Vai chegando ao fim o período dos dois benfazejos mandatos do procurador-geral da República, Antônio Fernando Barros e Silva de Souza. Ele sairá de cabeça erguida, como, aliás, entrou. Conheci-o no início dos anos 1990, em Belo Horizonte. Antônio Fernando sempre foi desse jeito simples que o Brasil conheceu. Afável e sereno, mas firme nas suas posturas.

No exercício do cargo de procurador-geral da República, demonstrou indignação com o que considerou, como cidadão e membro do Ministério Público, contrário ao ordenamento jurídico, à ética e aos demais princípios que regem o Estado Democrático de Direito. Todos sabiam que ele agiria, no momento oportuno, em defesa do que acreditava e estava convencido, estivesse certo ou errado. E certamente, na maioria das vezes, estava certo. Quando errou ¿ e até ele tem esse direito ¿, agiu com convicção e sem interesse de prejudicar deliberadamente a quem quer que seja. Mas pouco errou.

A marcante passagem de Antônio Fernando na chefia do Ministério Público legará à atual e às futuras gerações do Ministério Público (Federal, do Trabalho, Militar, do Distrito Federal e Territórios e os dos estados) um comportamento digno, equilibrado, discreto e correto, como convém à República, diria Milton Campos. Foi também de uma firmeza, dedicação e competência há muito cobradas de todos nós, servidores públicos. Antônio Fernando será, pois, assim lembrado nos milhares de gabinetes do Ministério Público em todo o Brasil. O promotor ou procurador ao agir, hoje e no futuro, terá que se espelhar nele para conduzir o seu ministério.

Coube a Antônio Fernando também, nesta quadra da construção do Ministério Público brasileiro, além da modulação do perfil do que deve ser, nas suas virtudes, o membro do Ministério Público, outras tarefas grandiosas. Além de consolidar, como líder nacional, este já não tão novo Ministério Público pós-1998, garantiu suas prerrogativas e atribuições, zelou pelo regime democrático e pelo ordenamento jurídico, defendeu a probidade e a ética no serviço público e, especialmente, instalou e delineou as funções do Conselho Nacional do Ministério Público, importante instância de controle administrativo e financeiro da Instituição, que, no início, parecia um órgão, paradoxalmente, afrontoso à autonomia dos vários ramos do Ministério Público.

Fez tudo isso, e um tanto mais, com talento e galhardia.

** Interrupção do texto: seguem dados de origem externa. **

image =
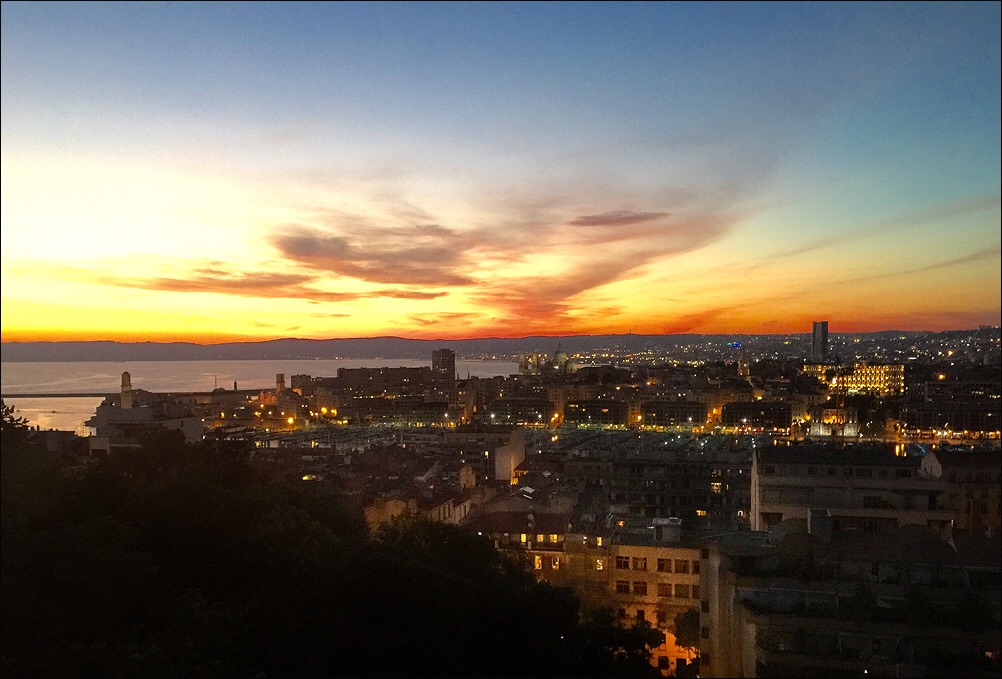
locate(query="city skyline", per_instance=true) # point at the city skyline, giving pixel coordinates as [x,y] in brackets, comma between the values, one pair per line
[251,171]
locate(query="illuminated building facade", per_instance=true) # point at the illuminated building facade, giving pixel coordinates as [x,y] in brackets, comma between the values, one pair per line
[882,380]
[819,342]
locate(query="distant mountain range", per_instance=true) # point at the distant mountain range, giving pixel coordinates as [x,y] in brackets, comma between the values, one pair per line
[366,348]
[398,348]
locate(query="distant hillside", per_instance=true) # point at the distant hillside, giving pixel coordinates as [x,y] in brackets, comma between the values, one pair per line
[366,348]
[400,348]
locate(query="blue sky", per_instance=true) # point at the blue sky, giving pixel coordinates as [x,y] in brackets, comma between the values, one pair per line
[465,169]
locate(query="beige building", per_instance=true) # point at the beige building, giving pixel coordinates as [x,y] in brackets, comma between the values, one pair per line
[866,488]
[879,380]
[973,487]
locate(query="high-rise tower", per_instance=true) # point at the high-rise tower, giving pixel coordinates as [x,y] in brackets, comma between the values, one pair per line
[444,365]
[819,342]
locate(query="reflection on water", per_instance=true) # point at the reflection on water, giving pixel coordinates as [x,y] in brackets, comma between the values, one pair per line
[173,376]
[61,414]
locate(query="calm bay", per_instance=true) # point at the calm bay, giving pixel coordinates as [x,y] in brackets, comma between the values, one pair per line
[172,376]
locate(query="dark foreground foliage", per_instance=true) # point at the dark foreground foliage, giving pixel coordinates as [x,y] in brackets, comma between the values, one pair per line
[178,561]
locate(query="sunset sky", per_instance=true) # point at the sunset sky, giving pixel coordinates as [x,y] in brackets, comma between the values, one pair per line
[222,171]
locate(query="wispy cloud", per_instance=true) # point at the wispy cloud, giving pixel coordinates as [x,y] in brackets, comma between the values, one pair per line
[616,218]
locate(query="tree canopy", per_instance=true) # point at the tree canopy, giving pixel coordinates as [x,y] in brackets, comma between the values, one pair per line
[178,560]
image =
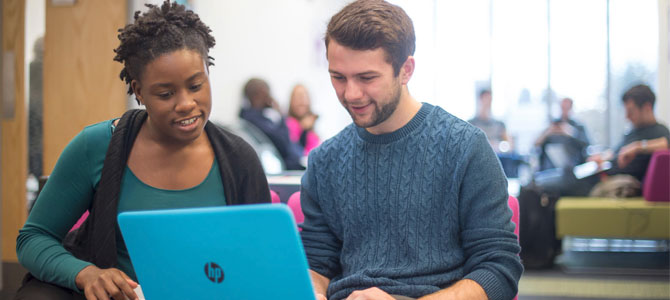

Embora tenha agido rapidamente em defesa de todos os ramos do Ministério Público, a ele faltou, ao meu modesto juízo, talvez uma maior aproximação com as instituições estaduais. É possível que as suas variadas funções tenham-no impedido de maior interlocução com os procuradores-gerais de Justiça dos estados. Seria muito importante para o Ministério Público brasileiro esse entrosamento. Mas nada disso ofusca a sua extraordinária atuação.

Daqui a algumas semanas Antônio Fernando deixará a função. Cumprindo o ritual de democracia, passará o cargo ao sucessor e seguirá tranquilo pela vida. Poderá olhar nos olhos dos filhos, sem receio. E esses poderão olhar nos dele, com orgulho. Antônio Fernando também terá o reconhecimento dos colegas do Ministério Público brasileiro por onde passar. Foi digno do cargo que exerceu. E mais: poderá andar pelas ruas de Brasília, do seu Paraná ou de qualquer lugar do país. Mesmo o cidadão que não o reconhecer ¿ afinal, a discrição foi uma característica do seu mandato ¿ saberá que estará diante de um homem de bem, digno do sangue de seus pais, que cumpriu uma bela missão em defesa da democracia. Antônio Fernando foi um exemplo de agente público para o Brasil. Que o presidente Lula seja também feliz, mais uma vez, ao indicar, ao seu livre arbítrio e sem pressões corporativistas, o novo procurador-geral da República.